Why it’s impossible to track console sales in China

- Advertisement -

Earlier this year, Sony announced that it sold 670,000 PlayStation 5 units in mainland China, but the actual install base is almost certainly much higher.

Just like individual video games, consoles must be approved for release in China. For decades home consoles were banned in the region, but since 2015 Sony, Microsoft and Nintendo have been able to release versions of their devices in one of the world’s largest gaming markets, albeit often with restrictions on features and content.

Sony’s announced 670,000 sales, originally announced during an investor briefing in May and echoed around news that Sony is expanding its incubator for Chinese developers, will only encompass the officially released model.

But the import scene in China means that the standard model of the PS5 is widely available in the country, can be purchased through online marketplaces like Taobao and even physical ‘grey market’ retail stores.

“It’s too easy and convenient to buy an import PS5 and then continue to buy imported games without restrictions.”

Daniel Camilo, consultant

In fact, the PS5 didn’t launch in China until May 2021, six months after its international launch, meaning importers would have gotten their hands on the console even before Sony registered an official sale. And Xbox Series X|S didn’t launch until June, so its total sales figures will be similarly affected.

“The puzzle is figuring out how many of those imported consoles are actually being sold in China,” says Shenzhen-based gaming consultant Daniel Camilo. GamesIndustry.biz. “The fact is that no one knows exactly. The best we can do is guess and speculate.”

Camilo previously wrote about the impact of imports on the Chinese launch of Nintendo Switch.

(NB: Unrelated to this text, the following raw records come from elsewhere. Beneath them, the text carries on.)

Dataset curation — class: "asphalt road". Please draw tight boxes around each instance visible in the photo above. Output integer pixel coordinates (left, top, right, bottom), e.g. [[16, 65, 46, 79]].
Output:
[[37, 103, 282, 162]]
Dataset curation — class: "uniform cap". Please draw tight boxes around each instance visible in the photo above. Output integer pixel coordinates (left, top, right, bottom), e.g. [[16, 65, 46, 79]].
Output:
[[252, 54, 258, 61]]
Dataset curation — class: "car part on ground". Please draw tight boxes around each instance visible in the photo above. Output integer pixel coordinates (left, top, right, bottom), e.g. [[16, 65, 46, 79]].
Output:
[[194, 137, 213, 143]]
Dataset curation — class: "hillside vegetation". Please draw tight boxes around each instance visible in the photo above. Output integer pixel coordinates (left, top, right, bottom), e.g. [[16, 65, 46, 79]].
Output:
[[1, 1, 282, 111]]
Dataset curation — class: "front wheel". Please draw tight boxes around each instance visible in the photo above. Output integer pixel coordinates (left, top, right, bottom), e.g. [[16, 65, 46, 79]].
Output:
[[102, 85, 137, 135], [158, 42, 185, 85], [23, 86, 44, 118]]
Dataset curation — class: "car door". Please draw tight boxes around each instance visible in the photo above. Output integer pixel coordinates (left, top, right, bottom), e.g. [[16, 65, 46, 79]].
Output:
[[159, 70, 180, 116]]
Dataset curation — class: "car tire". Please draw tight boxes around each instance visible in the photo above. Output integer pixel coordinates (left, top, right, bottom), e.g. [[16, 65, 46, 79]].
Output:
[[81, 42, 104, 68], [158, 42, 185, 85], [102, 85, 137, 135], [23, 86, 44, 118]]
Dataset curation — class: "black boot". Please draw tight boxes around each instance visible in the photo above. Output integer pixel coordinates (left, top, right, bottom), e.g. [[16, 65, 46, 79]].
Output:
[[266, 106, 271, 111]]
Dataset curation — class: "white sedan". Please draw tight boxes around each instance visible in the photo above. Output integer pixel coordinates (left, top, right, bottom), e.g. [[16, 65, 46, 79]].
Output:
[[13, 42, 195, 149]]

Most imported consoles come from Japan, Hong Kong and Taiwan, he says, but some come from the US and other regions, and such sales will be counted within those regions.

“So if Sony sells, say, a million units in Japan, we can be sure that a portion of those units are actually distributed in China to Chinese consumers and ultimately do not reflect the actual install base of consoles in Japan. Camilo explains.

“How big is that portion? Virtually impossible to know. The network of distributors and resellers that divert shipments to China is too vast and diverse, and once the units land in China, they are sold through hundreds of vendors.” There are currently no tracking agencies or methods capable of effectively tracking these units.”

But while it’s impossible to know for sure, Camilo says there are methods by which you can estimate how many imported units are sold in China through a combination of:

  • How many imported models are listed in online stores?
  • Tracking price fluctuations (which he says are often an indicator of both consumer demand and stock availability)
  • Direct conversations with sellers.

“The consistent feedback I get is that imported models sell much more than Chinese models,” he adds. “This is despite the fact that the price of imports is higher than local ones.”

Based on this, Camilo estimates that imported consoles sell at least three times as many units as official models from China, adding that he believes at least 1.5 million PS5 units have been sold in mainland China across all models. .

“Since its launch, the demand for PS5 in China has been high and the influx of stocks has been almost constant”

Daniel Camilo, consultant

“Since the launch, the demand for the console in the country has been high and the influx of stock has been almost constant,” he explains. “While a number is difficult to pin down, all signs indicate that the total actual number of PS5 consoles in China is considerably higher than even Sony can count from its distributors and its licensed Chinese model.”

As for why Chinese gamers are more likely to buy an imported PS5 over the official model, especially with the high price tag, Camilo attributes it to a desire for a well-rounded experience.

“Chinese gamers who are even slightly knowledgeable know that hardware, software, and digital platforms/game stores officially licensed and/or distributed in China have their content and ability to run content limited by Chinese regulators and respective guidelines. “, Explain. “In other words, everything can and/or will have censored content, which could limit the enjoyment of its users.

“In the specific case of the Chinese console models, the limitations are usually found in their digital infrastructure, either with online models disabled for some games and/or digital stores with a very small number of games and services available compared to the ones available. international standards.

“Knowing this, many Chinese gamers will naturally lean towards imported consoles, both for the PS5 and others like Nintendo Switch and Xbox Series X/S. It’s simply too easy and convenient to buy an imported PS5 that most online sellers have. in stock and then just continue to buy imported games, both physically and digitally, with no restrictions.

“Unless the Chinese authorities decide to actively ban imported models and impose severe restrictions on their sellers, local models will remain in a position where they will be considered too compromised. They cannot compete with the best (‘normal’) version of themselves, which are also available to all”.

Earlier this year, Niko Partners estimated that imports account for 80% of console software and services revenue in China, and the country’s console market is expected to exceed $2 billion this year.